BUFFALO, N.Y. (WKBW) — Over the past week, gas prices have skyrocketed in Western New York and across the country. Several factors are contributing to this. Some factors will improve, others are here to stay.

"Unfortunately, we're paying some of the highest prices we've seen in the past year. It doesn't look like we're going to be seeing any cheap prices any time soon," Elizabeth Carey, director of public relations and corporate communications for AAA Western and Central New York, said.

Gas is about $2.66 per gallon on average in the Buffalo area this week. That's a $0.14 increase from just one week ago. The last time it cost this much to fill up your tank was October 2019.

"During the pandemic, factories were shut down, people weren't driving. People really quarantining last spring. That just drove oil prices right into negative territory," Carey said.

Oil and gas prices dropped at the beginning of the pandemic. Supply was plentiful, but demand was not.

"So OPEC scaled back, U.S. oil producers scaled back, every producer cut output. Now, as we start to see recovery, that's a problem. They have not responded much to the increase in demand. That's why oil prices today are $62 a barrel, not $35 a barrel like they were last Halloween,"
Patrick DeHann, head of petroleum analysis at GasBuddy said.

Couple that with the crippling winter storm in Texas and gas prices soared.

"40% of crude production was shut down because all of these refineries closed down. Once they operate again, they're up and running, the situation resumes at these refineries in Texas, the prices should come down," Carey said, "However, oil prices continue to rise so we don't expect gas prices to get much cheaper. We expect oil prices to continue to rise in the coming months."

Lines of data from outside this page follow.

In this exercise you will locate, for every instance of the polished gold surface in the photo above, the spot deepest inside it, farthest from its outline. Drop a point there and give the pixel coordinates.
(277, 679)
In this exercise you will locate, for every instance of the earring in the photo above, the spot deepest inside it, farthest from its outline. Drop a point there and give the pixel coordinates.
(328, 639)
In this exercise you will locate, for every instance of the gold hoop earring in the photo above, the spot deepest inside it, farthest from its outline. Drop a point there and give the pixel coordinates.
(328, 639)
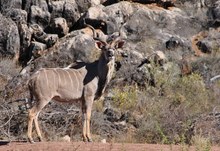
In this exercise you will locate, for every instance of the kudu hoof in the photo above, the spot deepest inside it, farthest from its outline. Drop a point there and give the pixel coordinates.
(40, 139)
(89, 140)
(31, 141)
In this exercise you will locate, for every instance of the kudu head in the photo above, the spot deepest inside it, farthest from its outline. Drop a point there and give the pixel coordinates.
(108, 47)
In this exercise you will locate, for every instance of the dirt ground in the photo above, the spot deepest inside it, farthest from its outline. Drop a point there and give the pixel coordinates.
(81, 146)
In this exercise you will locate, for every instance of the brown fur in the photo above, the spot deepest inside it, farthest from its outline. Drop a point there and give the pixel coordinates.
(79, 82)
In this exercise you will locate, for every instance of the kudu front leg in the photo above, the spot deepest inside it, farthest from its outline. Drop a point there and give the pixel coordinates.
(31, 116)
(86, 122)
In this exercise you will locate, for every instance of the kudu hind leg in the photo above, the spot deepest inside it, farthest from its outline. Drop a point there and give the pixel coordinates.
(33, 116)
(86, 109)
(37, 127)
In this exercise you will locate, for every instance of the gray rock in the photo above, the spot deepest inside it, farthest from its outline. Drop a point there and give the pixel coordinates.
(37, 49)
(71, 12)
(6, 5)
(39, 16)
(17, 15)
(9, 38)
(25, 39)
(56, 8)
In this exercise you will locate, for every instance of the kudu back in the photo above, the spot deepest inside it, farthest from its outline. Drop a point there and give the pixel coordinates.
(83, 82)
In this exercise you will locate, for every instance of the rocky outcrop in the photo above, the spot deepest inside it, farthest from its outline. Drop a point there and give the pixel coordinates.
(50, 33)
(9, 38)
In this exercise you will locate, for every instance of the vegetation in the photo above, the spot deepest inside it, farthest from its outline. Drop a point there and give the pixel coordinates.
(163, 113)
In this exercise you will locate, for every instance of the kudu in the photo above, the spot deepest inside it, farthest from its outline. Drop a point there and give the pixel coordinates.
(83, 82)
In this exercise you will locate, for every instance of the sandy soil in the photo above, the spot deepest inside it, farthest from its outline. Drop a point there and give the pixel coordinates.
(81, 146)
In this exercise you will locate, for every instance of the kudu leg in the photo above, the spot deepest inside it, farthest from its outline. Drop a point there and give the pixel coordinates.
(37, 127)
(87, 108)
(33, 116)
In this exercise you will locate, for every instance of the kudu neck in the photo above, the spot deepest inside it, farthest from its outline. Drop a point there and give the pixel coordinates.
(105, 71)
(105, 68)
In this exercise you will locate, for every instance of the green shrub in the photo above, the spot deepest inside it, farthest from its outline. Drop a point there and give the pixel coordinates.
(125, 98)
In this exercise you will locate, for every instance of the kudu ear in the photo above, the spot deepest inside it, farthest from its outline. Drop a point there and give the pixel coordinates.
(119, 44)
(100, 44)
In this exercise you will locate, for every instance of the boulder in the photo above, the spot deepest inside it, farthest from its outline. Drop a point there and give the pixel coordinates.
(25, 40)
(9, 38)
(17, 15)
(56, 8)
(40, 36)
(59, 26)
(85, 5)
(37, 49)
(39, 16)
(6, 5)
(71, 12)
(210, 43)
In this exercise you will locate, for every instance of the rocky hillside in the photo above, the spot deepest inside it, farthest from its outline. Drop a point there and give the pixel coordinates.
(165, 88)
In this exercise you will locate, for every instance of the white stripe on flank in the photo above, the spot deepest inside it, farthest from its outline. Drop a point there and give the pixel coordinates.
(55, 69)
(46, 78)
(76, 79)
(69, 77)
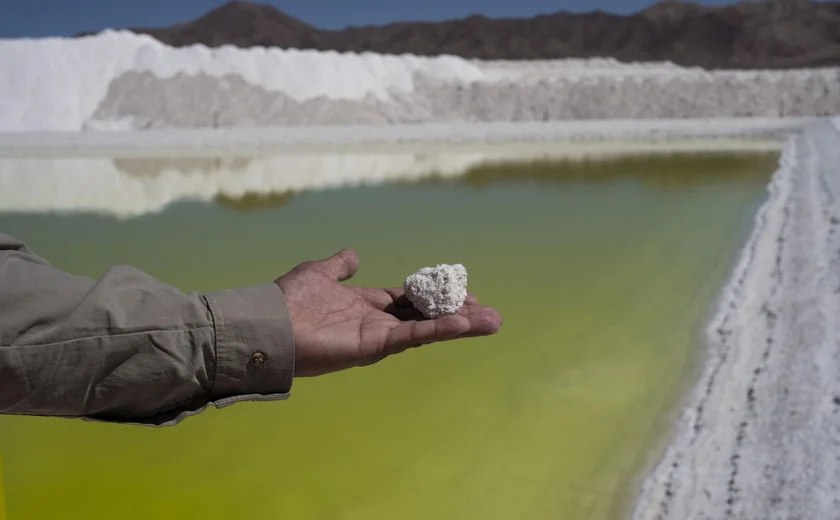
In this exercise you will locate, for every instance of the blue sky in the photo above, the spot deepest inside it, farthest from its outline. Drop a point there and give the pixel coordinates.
(36, 18)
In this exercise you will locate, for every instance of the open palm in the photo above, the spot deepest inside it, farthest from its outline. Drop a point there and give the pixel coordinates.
(338, 326)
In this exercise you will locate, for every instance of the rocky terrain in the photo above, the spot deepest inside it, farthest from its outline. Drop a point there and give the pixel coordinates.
(749, 35)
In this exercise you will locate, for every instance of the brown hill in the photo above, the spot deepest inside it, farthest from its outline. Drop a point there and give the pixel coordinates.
(769, 34)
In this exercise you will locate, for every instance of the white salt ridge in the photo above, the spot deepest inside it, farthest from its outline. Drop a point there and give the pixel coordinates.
(122, 81)
(759, 434)
(57, 83)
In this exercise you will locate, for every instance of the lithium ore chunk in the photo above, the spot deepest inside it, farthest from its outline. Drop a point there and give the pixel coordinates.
(437, 291)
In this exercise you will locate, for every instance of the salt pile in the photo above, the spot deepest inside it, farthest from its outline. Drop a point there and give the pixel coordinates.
(123, 81)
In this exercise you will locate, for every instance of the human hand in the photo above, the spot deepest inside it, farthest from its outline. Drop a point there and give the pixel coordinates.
(338, 326)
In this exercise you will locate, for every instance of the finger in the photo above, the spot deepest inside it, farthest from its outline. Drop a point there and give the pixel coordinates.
(484, 321)
(415, 333)
(398, 296)
(342, 265)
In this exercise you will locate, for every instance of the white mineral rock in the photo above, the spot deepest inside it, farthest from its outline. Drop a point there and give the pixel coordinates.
(437, 291)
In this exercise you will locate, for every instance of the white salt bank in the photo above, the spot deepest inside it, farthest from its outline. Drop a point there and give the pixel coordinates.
(437, 291)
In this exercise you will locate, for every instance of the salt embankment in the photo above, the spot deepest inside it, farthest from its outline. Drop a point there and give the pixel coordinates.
(760, 434)
(122, 81)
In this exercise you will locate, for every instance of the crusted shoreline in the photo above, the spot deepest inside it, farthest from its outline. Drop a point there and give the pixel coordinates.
(758, 435)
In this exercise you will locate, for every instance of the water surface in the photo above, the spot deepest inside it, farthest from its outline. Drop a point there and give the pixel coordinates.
(603, 270)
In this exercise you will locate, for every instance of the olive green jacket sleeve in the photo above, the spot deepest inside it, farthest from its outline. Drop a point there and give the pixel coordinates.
(128, 348)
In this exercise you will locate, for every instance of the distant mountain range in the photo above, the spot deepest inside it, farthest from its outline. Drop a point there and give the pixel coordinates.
(749, 35)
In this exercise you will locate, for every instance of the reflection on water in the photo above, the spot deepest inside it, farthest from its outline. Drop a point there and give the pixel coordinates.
(127, 187)
(604, 271)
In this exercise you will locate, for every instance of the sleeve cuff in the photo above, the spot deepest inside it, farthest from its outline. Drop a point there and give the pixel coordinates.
(255, 351)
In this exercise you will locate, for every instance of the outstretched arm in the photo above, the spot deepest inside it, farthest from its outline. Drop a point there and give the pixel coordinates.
(129, 348)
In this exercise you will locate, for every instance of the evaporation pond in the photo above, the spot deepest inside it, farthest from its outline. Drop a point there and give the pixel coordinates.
(604, 272)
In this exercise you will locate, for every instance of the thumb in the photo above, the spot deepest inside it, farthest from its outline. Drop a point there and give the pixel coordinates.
(342, 265)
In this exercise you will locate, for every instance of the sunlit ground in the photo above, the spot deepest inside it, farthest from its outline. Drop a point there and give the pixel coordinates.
(604, 273)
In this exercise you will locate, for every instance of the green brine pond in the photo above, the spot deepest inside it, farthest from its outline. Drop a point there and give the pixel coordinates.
(604, 270)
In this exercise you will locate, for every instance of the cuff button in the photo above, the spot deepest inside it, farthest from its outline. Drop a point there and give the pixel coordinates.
(258, 359)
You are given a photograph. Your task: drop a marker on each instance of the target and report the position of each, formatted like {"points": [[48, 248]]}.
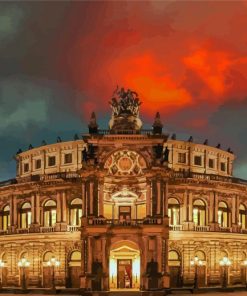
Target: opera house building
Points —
{"points": [[123, 208]]}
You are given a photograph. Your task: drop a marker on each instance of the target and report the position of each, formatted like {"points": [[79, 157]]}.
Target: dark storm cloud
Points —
{"points": [[230, 124]]}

While gas prices will come down, they may not drop as low as the $2.55 a gallon seen last week.

"Say prices come down $0.07 or $0.08. Then they'll slowly creep up. As we get to summer, prices are going to increase then as well because many switch over to the summer blend of fuel. It's more expensive to make than the winter blend of fuel. Of course demand is always higher in the summer months so we don't expect any cheap gas prices any time soon," Carey said.

To save on gas, experts said to do your research.

"If you're not shopping around, you're probably flushing money down the toilet," DeHann said.

Experts said to explore different gas prices online or through free apps like GasBuddy or the AAA Mobile App. It could save you up to $00.50 per gallon.